I am dealing with a database (2.5 GB) having some tables only 40 row to some having 9 million rows data.
when I am doing any query for large table it takes more time.
I want results in less time
small query on table which have 90 rows only–>
hive> select count(*) from cidade;
Time taken: 50.172 seconds
hdfs-site.xml
<configuration>
<property>
<name>dfs.replication</name>
<value>3</value>
<description>Default block replication.
The actual number of replications can be specified when the file is created.
The default is used if replication is not specified in create time.
</description>
</property>
<property>
<name>dfs.block.size</name>
<value>131072</value>
<description>Default block replication.
The actual number of replications can be specified when the file is created.
The default is used if replication is not specified in create time.
</description>
</property>
</configuration>
does these setting affects performance of hive?
dfs.replication=3
dfs.block.size=131072
can i set it from hive prompt as
hive>set dfs.replication=5
Is this value remains for a perticular session only ?
or Is it better to change it in .xml file ?

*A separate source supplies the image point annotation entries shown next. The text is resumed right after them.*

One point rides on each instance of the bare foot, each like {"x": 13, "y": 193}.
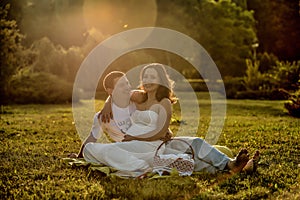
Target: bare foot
{"x": 237, "y": 165}
{"x": 72, "y": 155}
{"x": 251, "y": 165}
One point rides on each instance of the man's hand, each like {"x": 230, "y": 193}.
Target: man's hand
{"x": 128, "y": 138}
{"x": 106, "y": 112}
{"x": 138, "y": 96}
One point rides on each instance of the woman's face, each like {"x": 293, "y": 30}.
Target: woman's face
{"x": 150, "y": 80}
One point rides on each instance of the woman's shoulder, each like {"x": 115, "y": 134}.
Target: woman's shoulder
{"x": 165, "y": 102}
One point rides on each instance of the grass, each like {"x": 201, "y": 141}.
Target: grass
{"x": 35, "y": 138}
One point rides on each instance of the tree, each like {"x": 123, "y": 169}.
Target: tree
{"x": 278, "y": 27}
{"x": 11, "y": 51}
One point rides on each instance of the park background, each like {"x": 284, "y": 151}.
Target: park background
{"x": 255, "y": 45}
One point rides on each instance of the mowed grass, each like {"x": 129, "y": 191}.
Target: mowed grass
{"x": 35, "y": 138}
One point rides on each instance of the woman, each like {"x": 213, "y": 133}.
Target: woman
{"x": 150, "y": 126}
{"x": 153, "y": 116}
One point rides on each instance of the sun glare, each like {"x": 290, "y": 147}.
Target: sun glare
{"x": 113, "y": 16}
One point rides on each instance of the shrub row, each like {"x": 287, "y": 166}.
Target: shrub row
{"x": 39, "y": 88}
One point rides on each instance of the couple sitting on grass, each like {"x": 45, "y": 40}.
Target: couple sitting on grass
{"x": 140, "y": 123}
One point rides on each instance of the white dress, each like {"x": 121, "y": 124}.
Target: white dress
{"x": 128, "y": 156}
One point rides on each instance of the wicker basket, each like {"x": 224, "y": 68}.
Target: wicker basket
{"x": 165, "y": 163}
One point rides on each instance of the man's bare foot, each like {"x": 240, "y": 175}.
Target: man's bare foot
{"x": 251, "y": 165}
{"x": 237, "y": 165}
{"x": 73, "y": 155}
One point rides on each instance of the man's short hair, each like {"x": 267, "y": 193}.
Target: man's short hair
{"x": 108, "y": 81}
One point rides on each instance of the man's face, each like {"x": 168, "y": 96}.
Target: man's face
{"x": 122, "y": 87}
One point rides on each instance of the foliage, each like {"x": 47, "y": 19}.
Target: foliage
{"x": 56, "y": 60}
{"x": 36, "y": 137}
{"x": 293, "y": 104}
{"x": 286, "y": 75}
{"x": 278, "y": 27}
{"x": 233, "y": 85}
{"x": 39, "y": 87}
{"x": 11, "y": 51}
{"x": 266, "y": 62}
{"x": 254, "y": 79}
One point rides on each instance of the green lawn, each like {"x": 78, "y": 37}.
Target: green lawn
{"x": 35, "y": 138}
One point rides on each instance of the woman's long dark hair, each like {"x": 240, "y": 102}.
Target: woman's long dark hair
{"x": 165, "y": 89}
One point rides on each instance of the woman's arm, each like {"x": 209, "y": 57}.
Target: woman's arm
{"x": 138, "y": 96}
{"x": 162, "y": 126}
{"x": 106, "y": 112}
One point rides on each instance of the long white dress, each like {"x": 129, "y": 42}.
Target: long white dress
{"x": 128, "y": 156}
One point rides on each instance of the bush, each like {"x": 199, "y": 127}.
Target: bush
{"x": 43, "y": 88}
{"x": 233, "y": 85}
{"x": 267, "y": 61}
{"x": 286, "y": 75}
{"x": 293, "y": 104}
{"x": 261, "y": 94}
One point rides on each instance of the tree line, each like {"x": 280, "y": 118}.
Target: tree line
{"x": 48, "y": 40}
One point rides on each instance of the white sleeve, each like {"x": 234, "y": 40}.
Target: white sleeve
{"x": 96, "y": 129}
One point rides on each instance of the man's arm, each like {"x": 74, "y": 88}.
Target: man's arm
{"x": 106, "y": 112}
{"x": 138, "y": 96}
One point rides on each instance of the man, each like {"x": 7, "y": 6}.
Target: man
{"x": 118, "y": 88}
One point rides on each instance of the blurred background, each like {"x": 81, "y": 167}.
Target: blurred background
{"x": 255, "y": 44}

The important thing is that
select count(*)will cause hive start a map reduce job.You may think this is very fast like mysql query.
But even a simplest map reduce job in hadoop, the total time is consist of submit to job tracker, assign task to task tracker and etc. So the total time at lease several ten secs.
try
select count(*)on a big table. The time will not increase to much.So, you need understand hive and hadoop deal big data.